CRITICS have lambasted the £100 million Hollywood film Pearl Harbor, describing it as incoherent, jingoistic, timid, naive and inconsequential.

One called it the "ultimate modern example of Hollywood bloat and bilge". The film, which was last week given the world's most expensive première aboard an aircraft carrier in Hawaii, has received the most withering reviews for a blockbuster since Kevin Costner's £140 million flop Waterworld. The New York Post called the film "Pearl Horror".

But the film is still expected to take up to £53 million at the American box office this Memorial Day weekend. Disney's marketing has suggested that it is the duty of all Americans to watch the attack that killed 2,400 of their countrymen.

Todd McCarthy, film critic for the Hollywood industry paper Daily Variety, said Pearl Harbor was American propaganda of the worst kind.
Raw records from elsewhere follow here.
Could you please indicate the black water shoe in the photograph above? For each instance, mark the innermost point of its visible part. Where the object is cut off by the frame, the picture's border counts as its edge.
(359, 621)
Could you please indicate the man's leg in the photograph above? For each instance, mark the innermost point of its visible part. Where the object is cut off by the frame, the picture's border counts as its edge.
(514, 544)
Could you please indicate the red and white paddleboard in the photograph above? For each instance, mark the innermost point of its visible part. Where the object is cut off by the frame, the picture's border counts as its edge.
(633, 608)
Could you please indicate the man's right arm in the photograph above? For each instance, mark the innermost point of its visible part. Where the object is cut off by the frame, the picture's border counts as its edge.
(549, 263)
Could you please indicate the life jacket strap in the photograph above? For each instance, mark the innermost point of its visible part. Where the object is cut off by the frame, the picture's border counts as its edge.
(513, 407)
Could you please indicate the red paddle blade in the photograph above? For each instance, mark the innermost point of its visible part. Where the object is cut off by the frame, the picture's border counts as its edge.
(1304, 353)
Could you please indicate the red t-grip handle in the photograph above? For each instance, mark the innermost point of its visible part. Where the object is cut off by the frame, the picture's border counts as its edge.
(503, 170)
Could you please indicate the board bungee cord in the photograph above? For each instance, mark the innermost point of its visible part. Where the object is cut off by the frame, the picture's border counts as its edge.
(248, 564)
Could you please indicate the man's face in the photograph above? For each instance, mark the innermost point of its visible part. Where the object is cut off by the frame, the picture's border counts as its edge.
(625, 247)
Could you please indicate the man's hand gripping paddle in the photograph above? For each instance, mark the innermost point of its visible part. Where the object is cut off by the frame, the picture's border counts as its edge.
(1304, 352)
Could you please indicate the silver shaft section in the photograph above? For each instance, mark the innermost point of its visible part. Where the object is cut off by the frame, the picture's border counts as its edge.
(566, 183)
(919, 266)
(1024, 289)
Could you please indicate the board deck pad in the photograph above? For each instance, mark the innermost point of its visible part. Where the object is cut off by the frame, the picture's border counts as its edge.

Asian-Americans fear it could spark a violent reaction against their communities.

George Yuzawa, 86, one of 120,000 Japanese-Americans interned after the attack, said: "It will create a lot of animosity, not only against the Japanese but anyone who has an Asian face." Senator Daniel Inouye of Hawaii said the film might cause some people to reflect negatively on Japanese-Americans but urged them to see it anyway.

Disney said it had tried to be sensitive in its portrayal of Japanese-Americans. There were unconfirmed rumours that it might change elements of the film for audiences in Japan. Critics from the New York Times and the Hollywood Reporter slated the film for its shallow characters, trite love story and lip service to historical fact.

One critic said: "It's a self-aggrandising, shallow, intensely dull movie." Most critics agree that the only part worth watching is a lengthy sequence of the attack itself. Particular scorn is poured over Hans Zimmer's lumpy score and the "leaden clank" of Randall Wallace's screenplay. Wallace also wrote Mel Gibson's Braveheart.

"If there are many more back home like you," a British officer tells one of the heroes, "God help anyone who goes to war with America." One American pilot says: "We're not anxious to die. Just anxious to matter."

-- Anonymous, May 25, 2001

Answers

And if it weren't for the fact that the trailer for the Lord of the Rings is attached to this film, I wouldn't consider seeing it either.